UX Challenge? This Is How I Tackle It

The saying goes, “there are more ways than one to skin a cat” — sorry Peta. Whether large engagements or smaller projects, having a tight UX process can set yourself up for a smooth ride. Processes come in many flavors — and depending on budget, scope and timeline… you’ll most likely have to create a plan that is tailored to your client/project. The following is my specific approach when a UX challenge is thrown at me.

First thing is to understand the challenge fully and to identify the key factors (ex: client/project, budget, timelines, business requirements, user expectations, etc.). Putting a heavy emphasis on a thorough Discovery phase can help shine a light on the main challenge.

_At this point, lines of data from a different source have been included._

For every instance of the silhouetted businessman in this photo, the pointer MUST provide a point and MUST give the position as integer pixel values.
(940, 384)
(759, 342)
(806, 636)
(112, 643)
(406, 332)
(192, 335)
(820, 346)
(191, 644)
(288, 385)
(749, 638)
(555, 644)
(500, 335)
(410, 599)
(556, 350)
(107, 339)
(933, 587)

My UX approach… and then some:

  1. Discovery — I gather high-level information & requirements to help build a strategy. Typically, interviews with stakeholders, competitive analysis/landscape, surveys, review analytics (key metrics, heat maps), etc. What are the main pain points and collect data regarding wants/needs. Creating personas (ideally based on field research) and user journeys help shape the experience and keep goals front and center. Personas and user journeys are key deliverables in this phase, they point us in the right direction and function as a key reference point if/when the project begins to veer off. Main goal is to see how the current solution is failing and how we can solve it. For new products, what are the business goals and value proposition for our users. The goal here is to HORDE. Horde all the info you possibly can so you can synthesize the information over coffee and your choice of “brain-enhancing” supplement.

  2. Form Theory / Blueprint — Equipped with the data from Discovery, I can start to formulate ideas on how to solve identified challenges. This can be hashed out via collaborative white boarding with a team to low-fidelity wireframes and prototypes. Prototypes can focus on specific tasks or to test and solve for more challenging interactions. This phase can definitely happen alongside Discovery as the techniques in both work together effectively.

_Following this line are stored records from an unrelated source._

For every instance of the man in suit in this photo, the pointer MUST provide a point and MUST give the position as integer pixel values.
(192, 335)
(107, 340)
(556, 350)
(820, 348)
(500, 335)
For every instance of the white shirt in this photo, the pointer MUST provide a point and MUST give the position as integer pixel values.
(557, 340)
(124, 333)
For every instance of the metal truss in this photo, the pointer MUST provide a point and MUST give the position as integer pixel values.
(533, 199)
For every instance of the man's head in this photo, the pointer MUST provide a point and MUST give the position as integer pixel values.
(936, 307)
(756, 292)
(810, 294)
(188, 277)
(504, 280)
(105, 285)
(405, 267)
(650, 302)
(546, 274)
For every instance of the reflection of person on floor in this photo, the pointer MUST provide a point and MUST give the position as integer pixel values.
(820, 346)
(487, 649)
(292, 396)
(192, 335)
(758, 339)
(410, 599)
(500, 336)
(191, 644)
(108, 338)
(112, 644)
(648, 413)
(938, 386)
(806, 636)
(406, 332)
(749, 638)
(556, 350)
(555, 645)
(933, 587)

  3. Testing / Validation — With the various materials and prototypes created, testing out the specific solutions becomes easier. The main focus is to listen thoughtfully and gather information. Whether testing out an entire flow or specific touch point, prototyping is an incredible tool that sheds light on how a user interacts with the solution. Surveys/Interviews, direct observations and A/B testing can be ways to test usability. Budget and time will determine how deep this can go.

  4. Refinement — Now that we gathered some crucial information, was the theory correct? What have we discovered? Possibly some expected and some unexpected. This is the crucial cycle where we pivot and make the appropriate changes to optimize and test again. OCD types need to practice some restraint here… you have to ship SOMETHING. Pinch it off and move one, there can always be a phase 2.

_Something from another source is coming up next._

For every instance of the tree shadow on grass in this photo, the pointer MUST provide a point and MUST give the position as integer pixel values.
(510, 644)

  5. Design — Once functional requirements have been addressed and tested, and wireframes/prototypes have been validated… design can begin. Referencing brand guidelines, mood boards, and initial concepts, high-fidelity comps are created and iterated upon. Clickable prototypes, animations/transitions, personalizations, and CTAs are fleshed out and tested in this phase. Using tools like InVision or Axure can help create interactive prototypes to review with stakeholders. For the interaction designers in the room, time to show off your animation skills to really sell the idea. This is the time for fancy footwork.

  6. Production / Deployment — Once concepts are tested and approved, content and digital assets are prepared for development. Redlines and spec exports are created as well as constant communication with development ensures expected results. Again with skinning the cat — dealer’s choice on tool (Sketch Measure, Craft, Zeplin, etc.). QA-ing is key, don’t be self conscious about coming off like a nit-picky asshole. Throw in your project management software of choice for clear communication and accountability and voilà — it’s a wrap.

With the approach above, I’ve shipped countless solutions big and small. For the UX specialists out there, I would love to hear your thoughts on this and perhaps share your specific workflow. After all, UX is an evolving field where research methods and tools are constantly improved upon. For those getting their feet wet in the field, I hope the above can help you structure your engagements. Your process should become second nature, you want all your brain power focused on solving your client’s challenges — not scrambling to cram process in at the last moment.

The great thing about UX — there’s a wealth of resources out there from amazing people. Get out there and have some fun.